4.2.07

A CANGA

Bem para além dos fait-divers, coisas que realmente importam: as novas formas de condicionamento da liberdade de expressão.
Texto no Público de Francisco Teixeira da Mota:###

(...) Depois da criação da ERC, que, com a ameaça legal de pesadas multas aos órgãos de comunicação social, tem revelado um zelo inexcedível na defesa dos pontos de vista dos poderes político-partidários quanto à liberdade de imprensa, temos agora um novo instrumento repressivo para "curvar" os jornalistas mais rebeldes, investigativos, incómodos, não-alinhados...

Pretende o Governo que os jornalistas passem a ter de responder pelo que escrevem, não só disciplinarmente perante a sua entidade patronal e civil e criminalmente perante os tribunais mas também perante um organismo que, fatalmente, será censório, designado por Comissão da Carteira Profissional dos Jornalistas. Este organismo passará a ter vastíssimos poderes disciplinares sobre os jornalistas, apurando das mais diversas violações de deveres éticos e deontológicos e aplicando-lhes diversificadas sanções que irão desde a repreensão escrita, até à suspensão do exercício da actividade profissional até 12 meses, passando por multas que irão desde os 100 euros até aos 10 mil euros. Não conheço nada semelhante na Europa que nos é vizinha mas é, com certeza, uma "festa" que se avizinha. Para gáudio de todos aqueles a quem "incomoda" a existência de certos jornalistas.

Nos termos da proposta de lei, o processo disciplinar pode ser desencadeado por iniciativa da própria Comissão da Carteira ou, ainda, mediante participação de qualquer pessoa que se considere afectada pela alegada infracção disciplinar e, até, pelo conselho de redacção do órgão de comunicação social em causa. E quais os deveres dos jornalistas que podem dar origem a estes processos disciplinares?

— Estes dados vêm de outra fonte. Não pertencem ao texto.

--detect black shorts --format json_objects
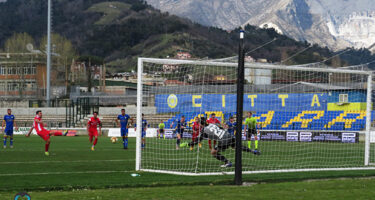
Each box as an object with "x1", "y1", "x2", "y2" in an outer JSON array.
[
  {"x1": 246, "y1": 128, "x2": 257, "y2": 139},
  {"x1": 214, "y1": 137, "x2": 236, "y2": 152}
]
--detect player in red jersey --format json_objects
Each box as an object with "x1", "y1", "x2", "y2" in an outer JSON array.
[
  {"x1": 26, "y1": 110, "x2": 63, "y2": 156},
  {"x1": 87, "y1": 112, "x2": 102, "y2": 151},
  {"x1": 190, "y1": 117, "x2": 203, "y2": 151},
  {"x1": 207, "y1": 113, "x2": 220, "y2": 149}
]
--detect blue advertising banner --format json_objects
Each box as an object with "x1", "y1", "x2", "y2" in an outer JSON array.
[{"x1": 155, "y1": 93, "x2": 327, "y2": 113}]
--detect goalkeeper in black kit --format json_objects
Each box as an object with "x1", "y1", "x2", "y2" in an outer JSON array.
[{"x1": 180, "y1": 117, "x2": 260, "y2": 167}]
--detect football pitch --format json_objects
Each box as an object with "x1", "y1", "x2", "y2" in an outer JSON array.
[{"x1": 0, "y1": 136, "x2": 375, "y2": 199}]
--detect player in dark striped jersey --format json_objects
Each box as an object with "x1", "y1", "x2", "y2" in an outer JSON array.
[{"x1": 180, "y1": 117, "x2": 260, "y2": 167}]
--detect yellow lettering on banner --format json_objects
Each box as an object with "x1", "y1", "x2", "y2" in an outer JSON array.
[
  {"x1": 324, "y1": 111, "x2": 366, "y2": 128},
  {"x1": 279, "y1": 94, "x2": 288, "y2": 107},
  {"x1": 282, "y1": 110, "x2": 324, "y2": 128},
  {"x1": 192, "y1": 95, "x2": 202, "y2": 108},
  {"x1": 221, "y1": 95, "x2": 225, "y2": 108},
  {"x1": 247, "y1": 95, "x2": 258, "y2": 107},
  {"x1": 311, "y1": 94, "x2": 320, "y2": 107}
]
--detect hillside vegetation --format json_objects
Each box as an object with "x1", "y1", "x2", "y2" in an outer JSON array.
[{"x1": 0, "y1": 0, "x2": 373, "y2": 72}]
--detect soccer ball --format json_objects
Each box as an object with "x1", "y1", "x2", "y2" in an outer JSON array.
[{"x1": 111, "y1": 137, "x2": 117, "y2": 144}]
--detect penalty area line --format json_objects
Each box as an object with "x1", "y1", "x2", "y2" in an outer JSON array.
[
  {"x1": 0, "y1": 171, "x2": 134, "y2": 177},
  {"x1": 0, "y1": 159, "x2": 135, "y2": 165}
]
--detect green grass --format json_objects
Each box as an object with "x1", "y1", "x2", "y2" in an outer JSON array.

Na prática, todos eles são deveres que já originam responsabilidade civil e criminal pelo que vamos assistir a uma absurda e extremamente onerosa para os jornalistas (e para a qualidade da informação) duplicação de processos. Na verdade, o cumprimento do dever do jornalista, por exemplo, de "abster-se de formular acusações sem provas e respeitar a presunção de inocência" ou de "preservar, salvo razões de incontestável interesse público, a reserva de intimidade, bem como respeitar a privacidade de acordo com a natureza do caso e a condição das pessoas" é, actualmente, avaliado pelos tribunais, cíveis ou criminais, quando alguém se queixa de difamação ou da violação da sua intimidade e privacidade. Mas embora isso seja suficiente na "Europa civilizada", parece não o ser no nosso país, que de mentalidade tacanha e receoso da liberdade de imprensa, quer colocar mais um "freio" nos jornalistas: no fundo, já chega de tanta libertinagem, é preciso ordem e disciplina, começar aí a multar alguns jornalistas mais desagradáveis, a ver se aprendem...

Ninguém tem dúvidas de que, no caso da aprovação da alteração em causa, os jornalistas incómodos para além das participações nos tribunais passarão a ser "bombardeados" com participações disciplinares na Comissão da Carteira, enquanto a ERC, na medida das suas possibilidades e com a maior boa vontade, irá ajudando à "festa".

Como já tem sido referido por diversas pessoas, as obrigações éticas e deontológicas em causa não deveriam ser sancionadas senão em termos éticos e morais, por um qualquer órgão credível criado pelos próprios jornalistas e meios de comunicação social, deixando-se para os tribunais a punição das violações da lei.

Estamos, assim, perante uma alteração do Estatuto do Jornalista que restringe, de forma indirecta, a liberdade de expressão e de informação e que é, infelizmente, patrocinada por personalidades insuspeitas de simpatias com "ditaduras". Em vez de se alterar a liberdade de imprensa restringindo-a directamente, o que seria impossível, decidiu-se atacar a mesma liberdade "pelo lado", pondo em causa os jornalistas e o seu trabalho, o que irá, inevitavelmente perturbar o funcionamento das redacções e a qualidade da informação produzida. Com a "conivência" dos seus próprios representantes, os jornalistas correm, assim, o risco de ter de "dobrar um pouco mais a espinha" para mal de todos nós, consumidores de informação que queremos, naturalmente, jornalistas "sem medo".

A vingar a proposta governamental, assim não sucederá e o ministro dos Assuntos Parlamentares ficará, seguramente, conhecido não por ter criado uma qualquer "lei da rolha", como no final da monarquia sucedia, mas sim por ter descoberto esta nova forma de refrear os jornalistas: a "canga".»